Of course he’d think that. He’d come back to the cabin to find the Jeep gone. Me gone. A woman he barely knew… But the flicker of distrust in his eyes—God, it made something inside me ache.

“I had to send an email,” I said, breath catching. “There’s no internet—I would’ve asked, but—”

He didn’t let me finish.

Dean took one step toward me.

Then another.

Then he stopped—just shy of a foot away, like he’d run up against some invisible line he wouldn’t allow himself to cross.

His chest rose sharply. Fell.

“Don’t ever do that again,” he whispered.

A knot pulled tight in my throat because there was something in his voice that hit me in a weird place.

I could see that my absence had done something to him—etched worry into the lines of his face, tightened him in a way he hadn’t been before. And I couldn’t stop the bubble of guilt that rolled in my stomach.

“You don’t know me,” I said quietly. “And I can only imagine how this must’ve looked. I’m sorry. I should’ve waited for you to come back. I should’ve—”

The words slipped out faster than I meant them to, bare and unguarded, and I had to fight to keep the tremor in my voice from surfacing.

I dropped my gaze to the ground and forced a slow breath into my lungs—one count, then another—giving myself a moment to steady the rush gathering in my chest.

When I looked up again, he hadn’t moved away. In fact—he was closer. Not enough to touch, but enough that I could feel his presence shift toward me instead of away.

“It’s okay,” he said quietly.

The words sounded like they surprised him as much as they did me.

His hand lifted, hesitated—then brushed my arm just above my wrist.

Not a claim. Not a test. Just contact.

The kindness of it caught me off guard. I’d been bracing for distance, for withdrawal—for him to harden the way people usually did when trust wavered. Instead, he was comforting me, like I was the one who needed reassurance.

Something unknotted in his face then. The tension didn’t disappear, but it loosened—softened into something warmer. More open.

And I realized, quietly, that he was letting me see it.

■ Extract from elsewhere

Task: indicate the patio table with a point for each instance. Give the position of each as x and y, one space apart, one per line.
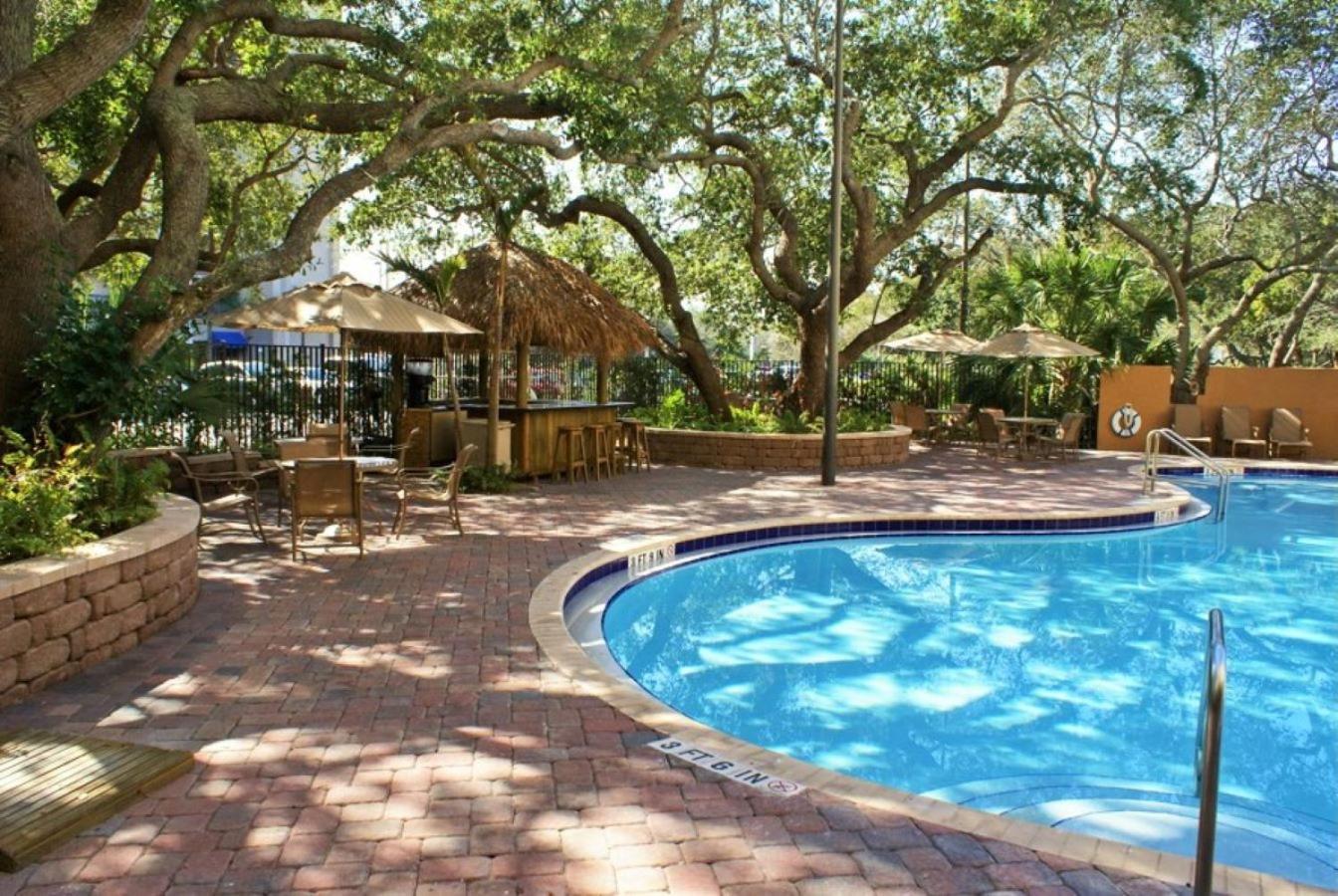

“I wouldn’t just leave you,” I whispered to him. “I know you have no reason to trust me, but when I give my word, I mean it. I wouldn’t do that to you.”

His jaw went slack, and his breath stuttered—just once. He gave a single, strained nod before he spoke again.

“I like to be prepared,” he said quietly. “I didn’t know if you were coming back, and I––”

He stopped himself, cutting the sentence short, like he’d already said more than he intended to.

Prepared.

The word sliced through me like a knife.

I understood it too well—the way abandonment rearranged you from the inside out. How not knowing became its own kind of wound. You learned to anticipate loss before it happened. To brace. To stay one step ahead so it couldn’t cut quite as deep.

I knew why I lived that way, but why did he?

My lips parted. “I—”

A bell chimed somewhere in the distance, and I blinked, pulled out of the moment in a flash. “What was that?”

He hesitated—just long enough for my pulse to trip over itself. His gaze moved over my face, like he was deciding something about me at that moment.

“Breakfast,” he said quietly.

Still, neither of us moved.

Not until George barked—sharp and insistent—snapping the invisible thread that had been holding us together.

“We should go,” Dean said then, voice steadier this time. “Everyone will be expecting us.”

He finally turned away, tearing his gaze from mine and dragging a hand through his hair like he needed a moment to steady himself.

I wasn’t sure why I felt so rattled, but I did. Then I realized, it was because against my better judgment, I wanted Dean to trust me. And my panic at the brief moment when he hadn’t—scared the hell out of me.